Approximate nearest neighbor search through modern error-correcting codes
2023
A locality-sensitive hash (or LSH) is a function that can efficiently map dataset points into a latent space while preserving pairwise distances. Such LSH functions have been used in approximate nearest-neighbor search (ANNS) in the following classic way, which we call classic hash clustering (CHC): first, the dataset points are hashed into a low-dimensional binary space using the LSH function; then, the points are clustered by these hash values. Upon receiving a query, its nearest neighbors are sought within its hash-cluster and nearby hash-clusters (i.e., multiprobe). However, CHC mandates a low-dimensional latent space for the LSH function, which distorts distances from the (high-dimensional) original real space; this results in inferior recall. This is often mitigated through using multiple hash tables at additional storage and memory costs.

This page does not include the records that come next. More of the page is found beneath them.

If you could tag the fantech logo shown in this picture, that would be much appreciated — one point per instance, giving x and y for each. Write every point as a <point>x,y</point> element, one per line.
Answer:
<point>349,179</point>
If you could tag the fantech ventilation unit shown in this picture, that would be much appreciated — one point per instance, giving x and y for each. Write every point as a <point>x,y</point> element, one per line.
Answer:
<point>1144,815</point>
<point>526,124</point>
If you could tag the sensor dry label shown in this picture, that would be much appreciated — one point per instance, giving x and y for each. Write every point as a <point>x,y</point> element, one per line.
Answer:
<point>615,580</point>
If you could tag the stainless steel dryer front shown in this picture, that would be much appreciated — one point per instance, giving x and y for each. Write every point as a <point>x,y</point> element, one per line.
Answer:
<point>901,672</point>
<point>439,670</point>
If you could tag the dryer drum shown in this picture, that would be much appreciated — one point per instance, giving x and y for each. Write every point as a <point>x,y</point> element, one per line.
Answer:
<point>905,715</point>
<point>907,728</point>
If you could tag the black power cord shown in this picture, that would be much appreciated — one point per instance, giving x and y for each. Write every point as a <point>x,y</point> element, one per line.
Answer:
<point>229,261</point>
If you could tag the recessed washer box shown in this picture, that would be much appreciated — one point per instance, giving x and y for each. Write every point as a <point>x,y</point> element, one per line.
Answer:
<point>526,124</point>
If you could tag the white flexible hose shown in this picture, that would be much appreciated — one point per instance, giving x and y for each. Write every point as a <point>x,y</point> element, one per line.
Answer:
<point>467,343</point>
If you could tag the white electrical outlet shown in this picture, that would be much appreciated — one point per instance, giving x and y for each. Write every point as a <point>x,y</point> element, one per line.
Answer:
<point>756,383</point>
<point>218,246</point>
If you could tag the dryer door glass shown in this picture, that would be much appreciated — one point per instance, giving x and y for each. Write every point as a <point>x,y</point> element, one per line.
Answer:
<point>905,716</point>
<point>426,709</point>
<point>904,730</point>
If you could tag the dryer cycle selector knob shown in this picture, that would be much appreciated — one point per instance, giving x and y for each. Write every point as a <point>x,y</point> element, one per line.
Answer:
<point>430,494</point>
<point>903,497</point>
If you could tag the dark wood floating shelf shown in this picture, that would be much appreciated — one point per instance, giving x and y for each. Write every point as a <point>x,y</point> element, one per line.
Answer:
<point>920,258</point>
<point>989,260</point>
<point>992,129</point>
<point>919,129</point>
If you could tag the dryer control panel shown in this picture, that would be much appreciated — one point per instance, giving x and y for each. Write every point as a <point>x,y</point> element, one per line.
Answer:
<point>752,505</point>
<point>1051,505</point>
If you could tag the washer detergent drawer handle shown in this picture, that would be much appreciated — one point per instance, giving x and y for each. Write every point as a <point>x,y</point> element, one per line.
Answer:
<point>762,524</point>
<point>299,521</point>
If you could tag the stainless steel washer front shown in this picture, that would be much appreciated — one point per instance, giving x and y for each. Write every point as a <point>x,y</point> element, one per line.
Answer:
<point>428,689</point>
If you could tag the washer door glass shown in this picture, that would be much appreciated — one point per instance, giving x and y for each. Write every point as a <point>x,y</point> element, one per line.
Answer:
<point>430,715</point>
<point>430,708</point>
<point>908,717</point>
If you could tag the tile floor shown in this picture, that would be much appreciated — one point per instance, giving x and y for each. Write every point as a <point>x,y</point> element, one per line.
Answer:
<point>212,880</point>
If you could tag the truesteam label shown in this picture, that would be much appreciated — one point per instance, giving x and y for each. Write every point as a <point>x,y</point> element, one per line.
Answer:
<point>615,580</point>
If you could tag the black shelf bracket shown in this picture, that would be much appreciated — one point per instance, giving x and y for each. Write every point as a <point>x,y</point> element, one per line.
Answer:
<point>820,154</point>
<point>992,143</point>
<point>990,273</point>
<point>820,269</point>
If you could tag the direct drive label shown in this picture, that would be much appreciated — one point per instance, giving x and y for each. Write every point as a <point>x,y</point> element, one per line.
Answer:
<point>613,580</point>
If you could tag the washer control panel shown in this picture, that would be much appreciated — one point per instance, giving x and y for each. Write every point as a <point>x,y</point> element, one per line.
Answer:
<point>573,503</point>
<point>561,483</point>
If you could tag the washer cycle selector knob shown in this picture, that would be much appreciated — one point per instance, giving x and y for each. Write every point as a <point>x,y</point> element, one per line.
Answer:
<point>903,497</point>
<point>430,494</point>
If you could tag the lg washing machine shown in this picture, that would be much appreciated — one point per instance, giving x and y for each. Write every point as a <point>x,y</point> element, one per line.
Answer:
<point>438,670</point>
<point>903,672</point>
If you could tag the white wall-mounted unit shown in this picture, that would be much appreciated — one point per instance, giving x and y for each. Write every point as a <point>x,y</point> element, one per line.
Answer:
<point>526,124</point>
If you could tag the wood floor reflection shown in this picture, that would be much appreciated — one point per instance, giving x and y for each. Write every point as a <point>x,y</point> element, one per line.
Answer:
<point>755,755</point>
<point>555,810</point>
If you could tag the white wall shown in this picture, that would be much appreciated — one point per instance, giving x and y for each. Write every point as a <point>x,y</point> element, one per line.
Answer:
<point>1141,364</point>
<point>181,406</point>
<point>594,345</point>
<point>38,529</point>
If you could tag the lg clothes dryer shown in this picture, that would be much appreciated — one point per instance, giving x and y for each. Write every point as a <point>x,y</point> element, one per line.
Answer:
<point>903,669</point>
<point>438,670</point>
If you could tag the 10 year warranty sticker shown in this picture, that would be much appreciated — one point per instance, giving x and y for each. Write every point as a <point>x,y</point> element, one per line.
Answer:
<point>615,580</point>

In this paper, we introduce a better way of using LSH functions for ANNS. Our method, called the Polar Code Nearest-Neighbor (PCNN) algorithm, uses modern error-correcting codes (specifically polar codes) to maintain a manageable number of clusters inside a high-dimensional latent space. Allowing the LSH function to embed into this high-dimensional latent space results in higher recall, as the embedding faithfully captures distances in the original space. The crux of PCNN is using polar codes for probing: we present a multi-probe scheme for PCNN which uses efficient list-decoding methods for polar codes, with time complexity independent of the dataset size. Fixing the choice of LSH, experiment results demonstrate significant performance gains of PCNN over CHC; in particular, PCNN with a single table outperforms CHC with multiple tables, obviating the need for large memory and storage.